Ele observou e chamou o publicano Zaqueu enquanto ele se agarrava aos galhos do
sicômoro, sem esperar que ele se convertesse e mudasse de vida antes de receber
aquele olhar misericordioso.
Ele não
condenou a adúltera que estava sujeita a ser apedrejada de acordo com a lei,
mas desarmou as mãos de seus carrascos recordando-lhes que eles também - como
todo mundo - eram pecadores. Ele disse que tinha vindo para os doentes e não
para os saudáveis, e se comparou à figura singular de um pastor disposto a
deixar 99 ovelhas sem vigilância para ir em busca daquela que havia se perdido.
Ele tocou o leproso, curando-o de sua doença e do estigma de ser um pária
"intocável". Esses "rejeitados" encontraram seu olhar e se
sentiram amados, destinatários de um abraço de misericórdia dado a eles sem
nenhuma condição prévia. Ao se descobrirem amados e perdoados, eles perceberam
o que eram: pobres pecadores como todo mundo, necessitados de conversão,
mendicantes de tudo.
O Papa
Francisco disse aos novos cardeais em fevereiro de 2015: “Para Jesus, o que
conta acima de tudo é alcançar e salvar os distantes, curar as feridas dos
doentes, reintegrar todos na família de Deus. E isso escandaliza alguns! E
Jesus não tem medo desse tipo de escândalo! Ele não pensa em pessoas fechadas
que se escandalizam até mesmo com uma cura, que se escandalizam com qualquer
abertura, com qualquer passo que não se encaixe em seus esquemas mentais e
espirituais, com qualquer carícia ou ternura que não corresponda aos seus
hábitos de pensamento e à sua pureza ritualística".
A "perene doutrina católica sobre o matrimônio", ressalta a Declaração, não muda: somente no contexto do casamento entre um homem e uma mulher é que "as relações sexuais encontram seu significado natural, adequado e plenamente humano". Portanto, é preciso evitar reconhecer como matrimônio "aquilo que não é". Mas, em uma perspectiva pastoral e missionária, agora não é hora de fechar a porta para um casal "irregular" que venha pedir uma simples bênção, talvez em uma visita a um santuário ou durante uma peregrinação.
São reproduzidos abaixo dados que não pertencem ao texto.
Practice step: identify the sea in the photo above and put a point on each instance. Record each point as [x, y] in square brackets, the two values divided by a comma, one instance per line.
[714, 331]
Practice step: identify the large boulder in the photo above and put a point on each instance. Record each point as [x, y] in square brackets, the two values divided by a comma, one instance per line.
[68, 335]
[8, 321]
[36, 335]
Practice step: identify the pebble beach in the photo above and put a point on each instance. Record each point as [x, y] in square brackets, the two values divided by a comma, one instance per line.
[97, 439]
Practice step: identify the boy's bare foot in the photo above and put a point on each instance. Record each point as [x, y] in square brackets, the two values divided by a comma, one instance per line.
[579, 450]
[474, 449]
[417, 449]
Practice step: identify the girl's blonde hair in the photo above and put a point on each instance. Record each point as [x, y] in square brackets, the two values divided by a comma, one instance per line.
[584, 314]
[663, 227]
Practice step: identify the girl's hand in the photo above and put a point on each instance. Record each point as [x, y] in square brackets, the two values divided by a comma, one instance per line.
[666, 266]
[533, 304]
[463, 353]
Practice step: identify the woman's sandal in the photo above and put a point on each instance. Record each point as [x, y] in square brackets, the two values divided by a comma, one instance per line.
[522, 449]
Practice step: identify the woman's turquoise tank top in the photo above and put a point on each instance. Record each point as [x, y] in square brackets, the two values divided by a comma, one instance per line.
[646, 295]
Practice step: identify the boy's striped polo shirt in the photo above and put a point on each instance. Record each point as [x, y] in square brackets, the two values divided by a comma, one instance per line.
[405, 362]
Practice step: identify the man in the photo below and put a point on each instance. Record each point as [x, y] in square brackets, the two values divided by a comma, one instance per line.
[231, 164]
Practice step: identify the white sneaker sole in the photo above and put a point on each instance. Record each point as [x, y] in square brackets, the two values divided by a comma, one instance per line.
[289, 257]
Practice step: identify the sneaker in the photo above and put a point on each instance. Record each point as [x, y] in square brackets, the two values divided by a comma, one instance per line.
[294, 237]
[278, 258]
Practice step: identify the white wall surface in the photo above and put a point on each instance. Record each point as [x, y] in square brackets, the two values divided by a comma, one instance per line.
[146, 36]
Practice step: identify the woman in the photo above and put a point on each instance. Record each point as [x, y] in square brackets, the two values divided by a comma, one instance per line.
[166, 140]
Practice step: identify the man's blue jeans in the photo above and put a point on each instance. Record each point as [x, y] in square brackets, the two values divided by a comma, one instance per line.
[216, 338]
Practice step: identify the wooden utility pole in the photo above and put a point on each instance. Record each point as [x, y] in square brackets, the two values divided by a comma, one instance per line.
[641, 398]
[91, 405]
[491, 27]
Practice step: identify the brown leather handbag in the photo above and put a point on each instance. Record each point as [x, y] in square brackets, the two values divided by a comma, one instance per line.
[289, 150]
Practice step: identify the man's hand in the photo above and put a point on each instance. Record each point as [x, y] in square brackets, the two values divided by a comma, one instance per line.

O estudioso judeu Claude Montefiore identificou o diferencial do cristianismo exatamente nisso: 'Enquanto outras religiões descrevem o homem buscando Deus, o cristianismo proclama um Deus que busca o homem.... Jesus ensinou que Deus não espera pelo arrependimento do pecador, ele vai à sua procura para chamá-lo para si". A porta aberta de uma oração e uma pequena bênção podem ser um começo, uma oportunidade, uma ajuda.